While it's true that the series is notorious for lots of high quality content, primarily Forza 3 and 4, there is a huge reason for this. Microsoft spent untold tens of millions of dollars to produce those games, and never disclosed the budgets. Part of the reason for the huge cost is the farming out of modeling work to shops in the orient, from India to Vietnam. The overall team went beyond 400 members! That's a massive bill right there, as most of the cost of any product is human labor.
This did result in a lot of content, 330 some odd cars in F2 - though fewer tracks, 400 some odd in F3 and almost 500(?) in F4, and around 100 courses, if variations are included. Along with this came a wealth of (mostly) delicious bodykits, and a fantastic if buggy livery editor.
And herein lies the problem. The first three Forzas were very buggy, and I don't just mean a model was off or you could drive through walls at key spots. The cars were sometimes asymmetrical, or the bodykits were. Misalignments caused vinyls in the livery editor to misbehave. Sometimes, vinyls would do bizarre things like curve sharply, warp, flip, reverse, invert, or appear somewhere completely off in limbo! Vinyls wouldn't line up properly from side to side. Some surfaces refused to accept vinyls or decals. In Forza 2, random vinyls would shift around whenever you took the car out of the garage.
There were physics issues. Exploits caused Turn 10 lots of headaches when loopholes were found and used to rocket certain cars to the top of the boards, then everyone would use them. Which caused anger with fans of other cars, and periodic leaderboard wipes as car after car was tested by sneaky players and exploited. The worst offense for many was the fact that doing an all wheel drive swap instantly turned every car it could be performed on into a racing beast, and it ruined competititveness.
And there are others, like the garage scrolling bug which would crash the game after a few dozen cars were scrolled past, or the Auction House bug which could get you permabanned from Live if you got disconnected from the net or turned off your system.

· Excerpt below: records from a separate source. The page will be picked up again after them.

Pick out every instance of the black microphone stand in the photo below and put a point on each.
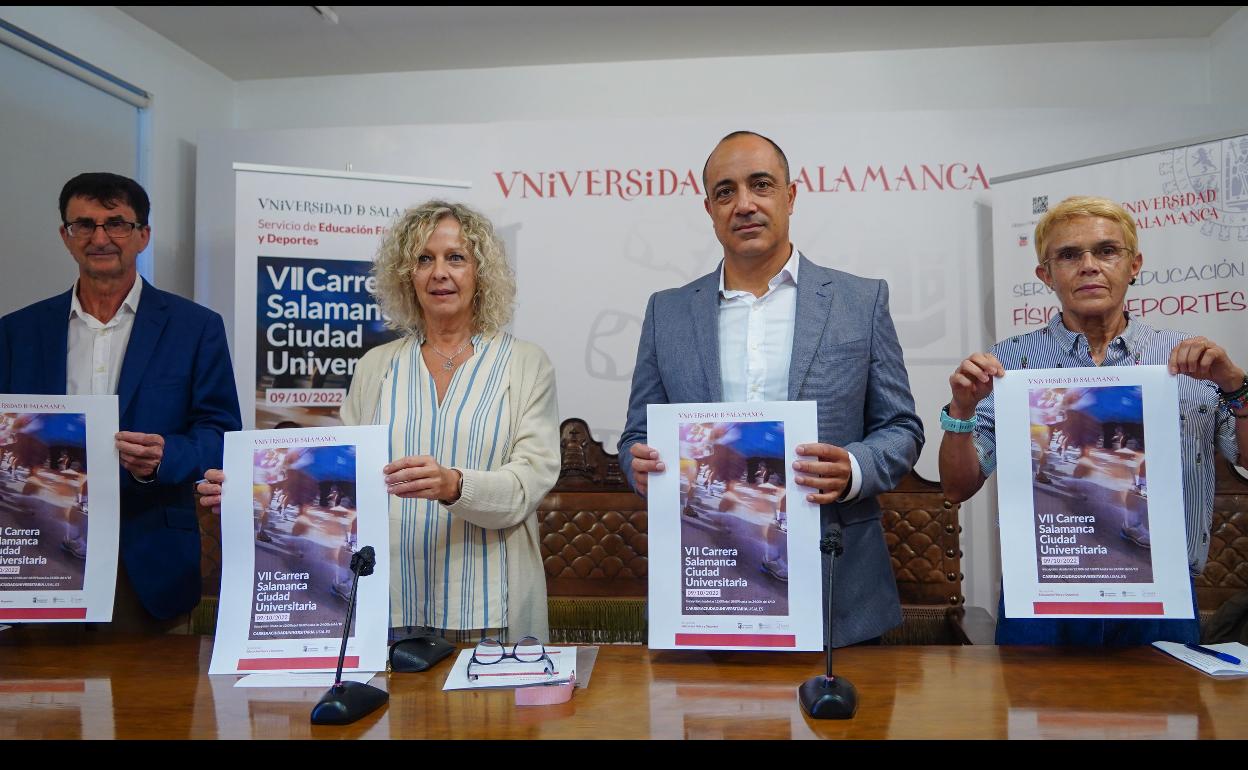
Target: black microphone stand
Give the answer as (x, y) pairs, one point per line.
(829, 696)
(346, 701)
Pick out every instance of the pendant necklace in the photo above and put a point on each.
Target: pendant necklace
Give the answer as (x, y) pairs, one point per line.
(449, 363)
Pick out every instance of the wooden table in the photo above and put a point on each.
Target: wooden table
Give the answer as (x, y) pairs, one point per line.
(159, 688)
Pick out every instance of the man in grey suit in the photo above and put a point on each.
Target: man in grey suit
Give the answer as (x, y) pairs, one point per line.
(773, 326)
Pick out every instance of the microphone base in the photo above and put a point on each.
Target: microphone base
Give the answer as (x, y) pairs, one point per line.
(828, 698)
(348, 701)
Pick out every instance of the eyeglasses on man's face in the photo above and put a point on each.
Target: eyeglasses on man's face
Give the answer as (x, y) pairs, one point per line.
(82, 230)
(1103, 253)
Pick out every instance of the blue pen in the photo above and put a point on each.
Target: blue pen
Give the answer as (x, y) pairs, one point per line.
(1221, 657)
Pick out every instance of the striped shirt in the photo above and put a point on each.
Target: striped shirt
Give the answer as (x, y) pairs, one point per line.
(1203, 426)
(451, 574)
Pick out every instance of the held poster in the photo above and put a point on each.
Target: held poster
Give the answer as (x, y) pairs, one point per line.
(58, 473)
(305, 312)
(1091, 493)
(731, 536)
(297, 503)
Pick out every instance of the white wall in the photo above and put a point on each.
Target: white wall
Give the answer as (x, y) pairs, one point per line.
(1228, 60)
(1163, 74)
(187, 97)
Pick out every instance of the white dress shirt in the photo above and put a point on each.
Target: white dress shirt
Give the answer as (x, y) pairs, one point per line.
(96, 350)
(755, 345)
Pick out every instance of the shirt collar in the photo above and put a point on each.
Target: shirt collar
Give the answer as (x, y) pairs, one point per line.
(788, 275)
(130, 301)
(1131, 337)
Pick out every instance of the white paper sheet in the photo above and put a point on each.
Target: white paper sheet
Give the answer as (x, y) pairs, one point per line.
(1087, 459)
(730, 531)
(296, 504)
(59, 471)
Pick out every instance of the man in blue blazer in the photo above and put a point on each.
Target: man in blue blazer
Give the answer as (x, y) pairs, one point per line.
(773, 326)
(166, 361)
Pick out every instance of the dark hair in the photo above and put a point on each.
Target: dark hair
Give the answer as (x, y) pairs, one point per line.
(107, 190)
(784, 159)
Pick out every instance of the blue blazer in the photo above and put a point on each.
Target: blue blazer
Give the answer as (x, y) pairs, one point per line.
(848, 360)
(175, 381)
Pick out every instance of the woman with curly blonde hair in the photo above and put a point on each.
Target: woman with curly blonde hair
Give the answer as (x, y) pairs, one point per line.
(473, 426)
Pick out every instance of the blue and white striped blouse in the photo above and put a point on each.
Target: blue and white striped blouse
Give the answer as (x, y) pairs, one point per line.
(1203, 426)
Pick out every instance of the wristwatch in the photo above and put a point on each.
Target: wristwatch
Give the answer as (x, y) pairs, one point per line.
(952, 424)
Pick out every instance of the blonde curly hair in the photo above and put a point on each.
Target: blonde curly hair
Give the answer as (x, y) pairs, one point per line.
(401, 247)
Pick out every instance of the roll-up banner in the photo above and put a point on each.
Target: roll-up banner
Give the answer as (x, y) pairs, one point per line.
(1189, 202)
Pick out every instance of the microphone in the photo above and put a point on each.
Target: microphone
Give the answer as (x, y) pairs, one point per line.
(829, 696)
(347, 701)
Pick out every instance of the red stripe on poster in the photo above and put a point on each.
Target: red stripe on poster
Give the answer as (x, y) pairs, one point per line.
(282, 664)
(44, 614)
(764, 640)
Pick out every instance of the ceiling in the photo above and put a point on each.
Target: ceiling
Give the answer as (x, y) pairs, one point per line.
(250, 43)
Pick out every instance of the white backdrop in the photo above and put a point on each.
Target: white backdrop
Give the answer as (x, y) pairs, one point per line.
(587, 262)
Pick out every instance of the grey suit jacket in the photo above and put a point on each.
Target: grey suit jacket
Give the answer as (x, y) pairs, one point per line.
(848, 360)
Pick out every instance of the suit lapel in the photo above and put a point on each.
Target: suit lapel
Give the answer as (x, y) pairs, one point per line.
(149, 323)
(704, 311)
(814, 308)
(55, 335)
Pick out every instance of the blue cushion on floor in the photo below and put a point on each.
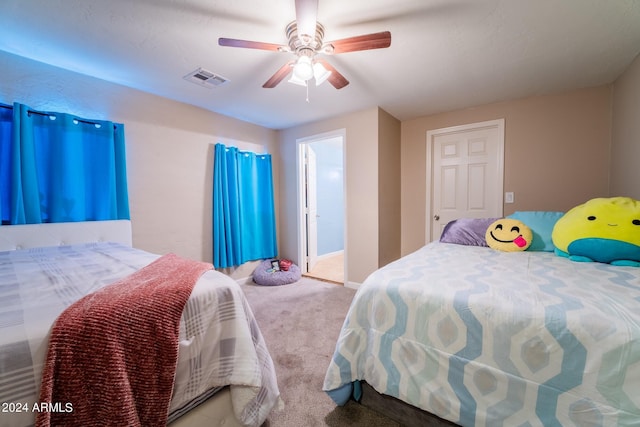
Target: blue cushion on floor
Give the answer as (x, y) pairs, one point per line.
(266, 276)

And my big gripe with Forza 3 being the atrocious file handling system which made a chore of sorting through any non-car folder with more than 120 some odd items, or the photo sharing ordeal of sending up to 18 pics to the Forza site, only to have them compressed and the colors washed out and shifted.

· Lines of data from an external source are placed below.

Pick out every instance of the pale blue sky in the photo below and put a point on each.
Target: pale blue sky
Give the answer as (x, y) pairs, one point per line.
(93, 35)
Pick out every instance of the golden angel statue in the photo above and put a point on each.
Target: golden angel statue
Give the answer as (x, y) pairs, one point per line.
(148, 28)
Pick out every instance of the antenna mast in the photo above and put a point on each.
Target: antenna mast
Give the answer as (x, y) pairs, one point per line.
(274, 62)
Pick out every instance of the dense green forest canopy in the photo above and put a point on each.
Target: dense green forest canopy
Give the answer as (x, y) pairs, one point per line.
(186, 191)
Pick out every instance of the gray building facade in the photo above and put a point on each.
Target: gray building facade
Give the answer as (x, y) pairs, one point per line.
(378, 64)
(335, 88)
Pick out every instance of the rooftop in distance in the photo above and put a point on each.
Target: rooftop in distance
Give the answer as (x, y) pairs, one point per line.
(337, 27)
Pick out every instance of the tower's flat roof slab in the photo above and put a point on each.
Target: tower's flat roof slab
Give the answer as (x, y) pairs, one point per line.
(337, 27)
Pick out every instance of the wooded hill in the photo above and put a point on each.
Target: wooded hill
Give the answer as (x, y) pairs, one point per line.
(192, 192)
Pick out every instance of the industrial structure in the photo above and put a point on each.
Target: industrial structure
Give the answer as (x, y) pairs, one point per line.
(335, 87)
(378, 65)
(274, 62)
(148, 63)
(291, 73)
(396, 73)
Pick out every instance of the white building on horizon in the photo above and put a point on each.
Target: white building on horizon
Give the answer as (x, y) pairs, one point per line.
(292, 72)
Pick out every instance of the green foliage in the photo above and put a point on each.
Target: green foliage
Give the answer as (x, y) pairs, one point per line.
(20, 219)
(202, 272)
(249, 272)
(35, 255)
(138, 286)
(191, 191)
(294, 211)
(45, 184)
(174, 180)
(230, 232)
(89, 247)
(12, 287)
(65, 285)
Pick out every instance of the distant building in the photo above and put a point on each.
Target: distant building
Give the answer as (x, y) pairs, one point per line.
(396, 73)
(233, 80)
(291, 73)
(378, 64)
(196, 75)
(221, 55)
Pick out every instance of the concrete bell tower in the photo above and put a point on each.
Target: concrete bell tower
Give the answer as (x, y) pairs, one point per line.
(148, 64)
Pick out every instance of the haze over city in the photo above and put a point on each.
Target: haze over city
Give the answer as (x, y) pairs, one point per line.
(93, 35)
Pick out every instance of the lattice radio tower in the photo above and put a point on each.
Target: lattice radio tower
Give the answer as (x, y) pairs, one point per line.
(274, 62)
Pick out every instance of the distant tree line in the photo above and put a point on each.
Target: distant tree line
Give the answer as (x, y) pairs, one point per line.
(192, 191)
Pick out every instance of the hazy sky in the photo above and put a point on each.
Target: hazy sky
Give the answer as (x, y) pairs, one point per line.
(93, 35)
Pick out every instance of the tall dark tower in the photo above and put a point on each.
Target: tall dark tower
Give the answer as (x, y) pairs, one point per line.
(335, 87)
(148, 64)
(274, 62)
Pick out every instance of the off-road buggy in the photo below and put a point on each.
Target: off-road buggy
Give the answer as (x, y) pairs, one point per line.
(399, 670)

The physics and other things, I lay fully at the feet of T10, but the car modeling weirdness seems to stem from work being farmed out across the planet, as well as T10 not taking the time to properly test and fix issues. When the team grows beyond 400 people and spans continents, everyone has to be on the same spec page, or there are going to be problems.
Polyphony Digital does it all themselves. They really weren't as big as they needed to be to properly render Kazunori's vision, plus they were yanked around by SONY too much while trying to focus on GT5. The size of the team now, I'm not sure of, but it had reached approximately 150 late last year. While quite a big team, this is still small compared to what T10 was able to do. However, M$ is made of money, SONY is not. Someone dug up the stats on available revenues between the two companies, and MS has almost ten times the cash to spend as it pleases, because they really don't make much but software, and charge exorbitantly for it. GT5 already cost SONY more than $80 million as of summer 2010, and it still wasn't done. Heck, it
still isn't done! How much Forza 4 cost is anyone's guess, but it has to be far more. And yes, it's still not done either, as DLC is coming for it as well.
To me, as well as many of us, we prefer PD's way of doing things. Quality is high, bugs are fewer, especially the horrendous ones in the previous Forzas. Sure, none of us want just Standard cars and tracks if we can have Premiums. But given the choice of having more content versus far less, most of us have stated that the Standards are an acceptable compromise. Just look at the list of old Gran Turismo tracks, and how many of us are asking for those "ugly" things as DLC, tracks we'd have to buy. You can't ask for a bigger vote of approval than to vote with your dollars.